私自身はずっと変わらず同じ人間ですが、生きていくなかで色々なことをやってきて、それがだんだんと広がって大きくなっただけなのです。そこにいるのは、ひとりの人間だけです。
(劇場用パンフレット『Marry Me』東宝、2022)

 

 こんにちは。昨夜、かつての教え子宅に招かれ、昔話に花を咲かせました。元担任を自宅に呼んで歓迎してくれる教え子&保護者の存在は嬉しいものです。星空の下での屋上バーベキュー。私の「推し」も覚えていてくれて、BGMは最初から最後まで髭ダンでした。

 

 NO MUSIC,NO LIFE ♬

 

 音楽があれば、そこには人の息吹きがある。3月、4月と運気がだだ下がりで、雪崩のごとく押し寄せてくる「厄」にメンタルをかなりやられていたので、ちょっと救われました。映画『Marry Me』に続く「倖」だったように思います。

 

www.universalpictures.jp

 

劇場版パンフレット「Marry Me」より

 

 先日、映画『Marry Me』を観ました。制作のエレイン・ゴールドスミス=トーマスが、この映画のアイデアを聞いたときに《21世紀版の『ローマの休日』と『ノッティングヒルの恋人』になる》と予言したそうですが、いろいろな意味で大当たりです。観に行って、よかった。もう一度観に行きたいくらい、大当たりだった。内容はといえば、

 

 セレブと一般男性のラブストーリー。

 

 ウィリアム・ワイラー監督の『ローマの休日』は王女と新聞記者の恋愛を、ロジャー・ミッシェル監督の『ノッティングヒルの恋人』はハリウッド女優と冴えない書店主の恋愛を、そしてカット・コイロ監督の『Marry Me』は世界的ポップスターと平凡な数学教師の恋愛を描きます。世界的ポップスターを演じたのが、

 

 ジェニファー・ロペス、本人。

 

 この映画のためにつくったという、主題歌「Marry Me」がこれまた大当たりで、髭ダンの「ブラザーズ」に出会ったときと同じくらいの高揚感を覚えました。どちらも記念碑的にライブ映えする曲です。

 

www.youtube.com

 

 映画とライブの相性のよさは、近年でいえばマイケル・ジャクソンの『THIS IS IT』や、フレディ・マーキュリーの『ボヘミアン・ラプソディ』が証明済みです。ジェニファー・ロペスのライブシーンが何度も登場する『Marry Me』にも、その相性のよさが全編にわたって詰め込まれています。

 

 格差恋愛のはじまりも、ライブシーンから。

 

 ジェニファー・ロペス演ずる世界的歌姫キャット・バルディスが、結婚式を兼ねたライブの直前、まさにステージに上がろうとするそのときに、婚約者でありこちらも世界的に有名なミュージシャンであるバスティアンの浮気を知ります。で、どうしたのか。キャットは観客の中からひとりの男性を指名して「Yes」と答えるんですよね。何に対する「Yes」なのかといえば、それは、男性が手にしていたボードに書かれた「MARRY ME」という呼びかけに対する「Yes」です。男性の名前はチャーリー。バツイチ子もちの平凡な数学教師です。

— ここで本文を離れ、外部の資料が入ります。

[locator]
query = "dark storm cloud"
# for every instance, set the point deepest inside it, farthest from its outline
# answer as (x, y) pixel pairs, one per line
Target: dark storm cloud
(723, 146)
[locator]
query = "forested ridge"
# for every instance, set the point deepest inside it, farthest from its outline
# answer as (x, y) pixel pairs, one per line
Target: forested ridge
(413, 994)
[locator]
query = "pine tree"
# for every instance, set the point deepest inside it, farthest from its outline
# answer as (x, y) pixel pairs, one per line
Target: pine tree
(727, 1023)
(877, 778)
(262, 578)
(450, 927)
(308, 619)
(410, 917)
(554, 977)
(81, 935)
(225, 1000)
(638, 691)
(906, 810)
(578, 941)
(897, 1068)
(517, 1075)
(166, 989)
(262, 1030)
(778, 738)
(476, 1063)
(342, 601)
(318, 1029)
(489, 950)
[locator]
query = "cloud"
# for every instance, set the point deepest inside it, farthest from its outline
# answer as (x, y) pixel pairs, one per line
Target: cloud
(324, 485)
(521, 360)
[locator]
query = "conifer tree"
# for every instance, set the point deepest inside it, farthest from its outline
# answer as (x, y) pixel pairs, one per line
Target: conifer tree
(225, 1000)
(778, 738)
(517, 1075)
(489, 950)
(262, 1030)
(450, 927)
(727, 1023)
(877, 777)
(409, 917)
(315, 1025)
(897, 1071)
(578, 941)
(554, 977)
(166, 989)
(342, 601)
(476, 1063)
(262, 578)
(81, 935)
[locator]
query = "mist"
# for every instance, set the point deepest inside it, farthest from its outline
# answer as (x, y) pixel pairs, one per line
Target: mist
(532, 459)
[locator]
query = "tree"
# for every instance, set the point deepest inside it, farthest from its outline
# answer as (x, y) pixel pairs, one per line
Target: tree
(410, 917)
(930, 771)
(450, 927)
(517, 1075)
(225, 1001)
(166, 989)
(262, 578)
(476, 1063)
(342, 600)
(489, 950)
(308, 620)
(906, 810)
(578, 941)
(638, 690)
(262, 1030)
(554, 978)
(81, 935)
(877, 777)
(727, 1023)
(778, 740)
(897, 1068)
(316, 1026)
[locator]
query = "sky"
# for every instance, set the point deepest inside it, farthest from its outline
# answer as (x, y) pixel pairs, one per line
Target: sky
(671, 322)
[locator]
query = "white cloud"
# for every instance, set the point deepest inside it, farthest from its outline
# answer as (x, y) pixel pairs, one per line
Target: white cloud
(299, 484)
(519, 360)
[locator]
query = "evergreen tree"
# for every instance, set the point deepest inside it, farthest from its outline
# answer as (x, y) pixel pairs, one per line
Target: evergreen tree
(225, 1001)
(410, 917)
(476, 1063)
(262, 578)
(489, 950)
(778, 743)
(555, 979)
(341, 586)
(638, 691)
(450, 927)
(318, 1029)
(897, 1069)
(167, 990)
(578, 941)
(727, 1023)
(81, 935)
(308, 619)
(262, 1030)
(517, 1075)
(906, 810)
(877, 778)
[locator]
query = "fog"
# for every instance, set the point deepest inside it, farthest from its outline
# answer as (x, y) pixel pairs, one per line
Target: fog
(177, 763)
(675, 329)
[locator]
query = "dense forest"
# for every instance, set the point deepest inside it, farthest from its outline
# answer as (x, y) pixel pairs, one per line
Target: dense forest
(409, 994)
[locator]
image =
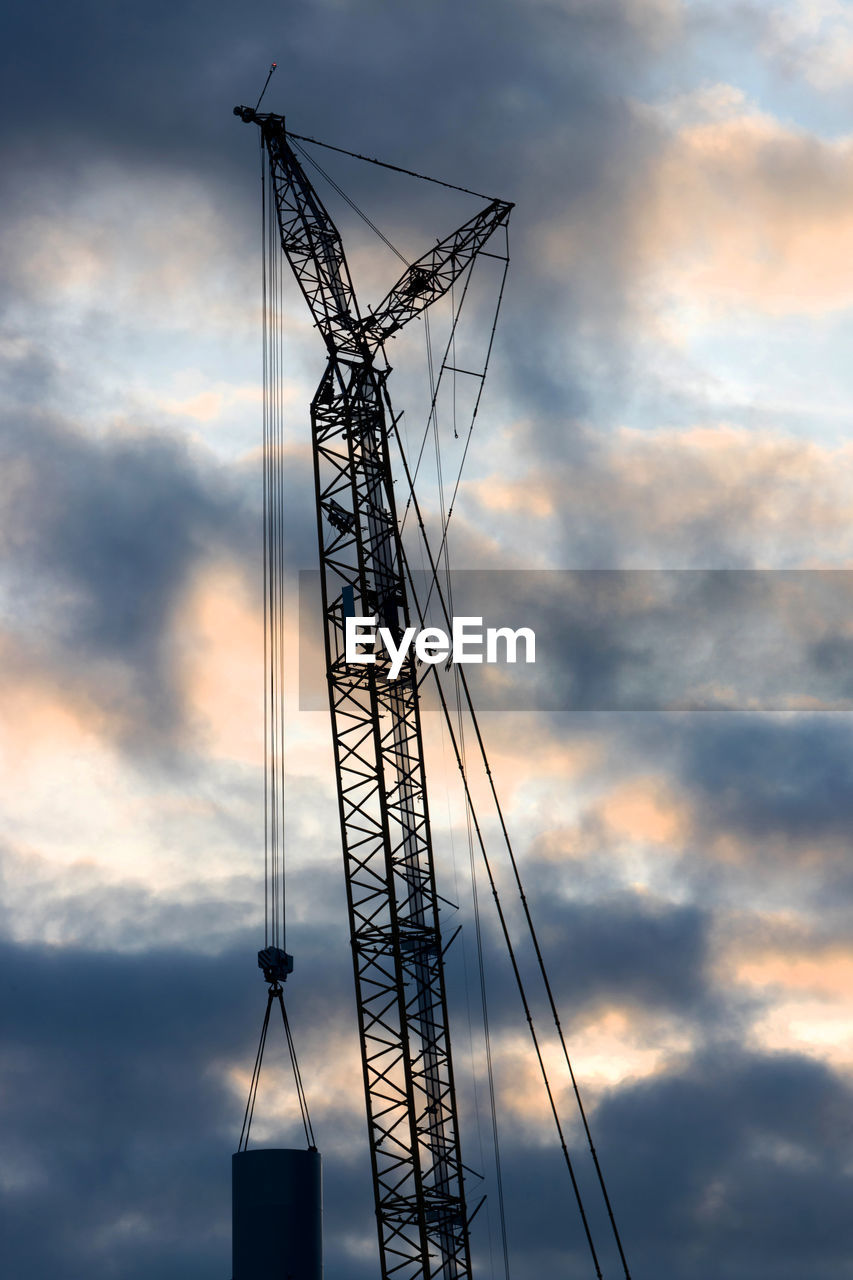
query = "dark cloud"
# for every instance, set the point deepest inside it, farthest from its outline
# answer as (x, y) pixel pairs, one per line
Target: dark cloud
(118, 1129)
(101, 535)
(767, 778)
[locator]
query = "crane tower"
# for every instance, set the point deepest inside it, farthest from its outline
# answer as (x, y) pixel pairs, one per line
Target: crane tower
(422, 1216)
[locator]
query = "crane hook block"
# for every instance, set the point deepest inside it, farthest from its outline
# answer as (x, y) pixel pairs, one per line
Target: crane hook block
(276, 964)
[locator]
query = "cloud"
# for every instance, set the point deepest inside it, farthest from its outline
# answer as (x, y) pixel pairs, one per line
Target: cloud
(101, 538)
(744, 210)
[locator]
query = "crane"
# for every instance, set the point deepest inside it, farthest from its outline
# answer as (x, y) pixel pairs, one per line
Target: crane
(395, 928)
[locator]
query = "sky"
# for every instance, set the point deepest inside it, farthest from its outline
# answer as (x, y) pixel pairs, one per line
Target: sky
(667, 398)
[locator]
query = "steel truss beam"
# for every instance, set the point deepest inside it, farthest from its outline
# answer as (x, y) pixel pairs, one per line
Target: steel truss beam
(375, 725)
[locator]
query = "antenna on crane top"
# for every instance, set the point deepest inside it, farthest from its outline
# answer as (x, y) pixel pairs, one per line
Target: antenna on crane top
(269, 76)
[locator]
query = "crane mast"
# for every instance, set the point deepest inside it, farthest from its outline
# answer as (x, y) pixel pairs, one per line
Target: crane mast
(392, 900)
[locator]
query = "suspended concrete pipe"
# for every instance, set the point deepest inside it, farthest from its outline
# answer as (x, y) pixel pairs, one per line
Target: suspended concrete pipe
(277, 1215)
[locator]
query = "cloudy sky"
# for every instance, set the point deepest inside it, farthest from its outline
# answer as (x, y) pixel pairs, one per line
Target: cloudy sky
(669, 392)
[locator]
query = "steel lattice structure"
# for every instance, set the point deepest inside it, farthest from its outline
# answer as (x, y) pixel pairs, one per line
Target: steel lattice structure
(375, 723)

 この話を教育に置き換えると、内田樹さんが『複雑化の教育論』に書いている《「生きていてくれるだけでいい」というのは、僕の育児方針ですけれども、どうしてそれじゃいけないんですか。ある学期の成績なんかどうだっていいじゃないですか。生きていれば、そのうち「バイ・アクシデント」で「呼びかけ」を聴き取って、進むべき道を自分でみつけてくれるんですから》につながります。キャットは「バイ・アクシデント」で「呼びかけ」を聴き取って、進むべき道を自分で見つけたというわけです。

 

www.countryteacher.tokyo

 

 見るまえに跳べ。

 

 大江健三郎に同タイトルの小説があります。キャットは跳んだんですよね。何のために(?)。当然、変わるためです。ダメンズばかり選んでしまい、離婚を繰り返していた自分の生き方を変えるために。観客の中から結婚相手を選ぶなんて、ちょっと跳びすぎですが、いずれにせよ、跳びます。跳んだ上で、そこから始まる格差恋愛をチャーリーと二人でかたちにしていきます。チャーリーが教員ということもあって、そのプロセスがまたおもしろいというかあたたかいというかこんな経験をしてみたいというか、好き。

 

 変わるためには、違うことをしなければいけない。

 

 うろ覚えで正確ではないかもしれませんが、映画の終盤に、キャットがチャーリーにそう呼びかけるシーンがあります。映画『山猫』(ルキノ・ヴィスコンティ監督作品)に登場する「永遠に変わらないためには、変わり続けなければならない」を彷彿とさせる台詞です。つまり、永遠に変わらないためには変わり続けなければいけないし、変わるためには違うことをしなければいけないし、違うことをするためには見るまえに跳ばなければいけないということです。チャーリーも、キャットが最初にそうしたように、跳びます。

 

www.countryteacher.tokyo

 

 40代になってから2回転職したという話を星空の下で聞きました。跳んだことのある保護者が魅力的に映るのは、冒頭の引用(ジェニファー・ロペスの言葉)にあるように、生きていくなかで色々なことをやってきて、それがだんだんと広がって大きくなったからでしょう。色々なこと=違うことです。

 

 変わるためには、違うことをしなければいけない。

 

 さて、どうするか。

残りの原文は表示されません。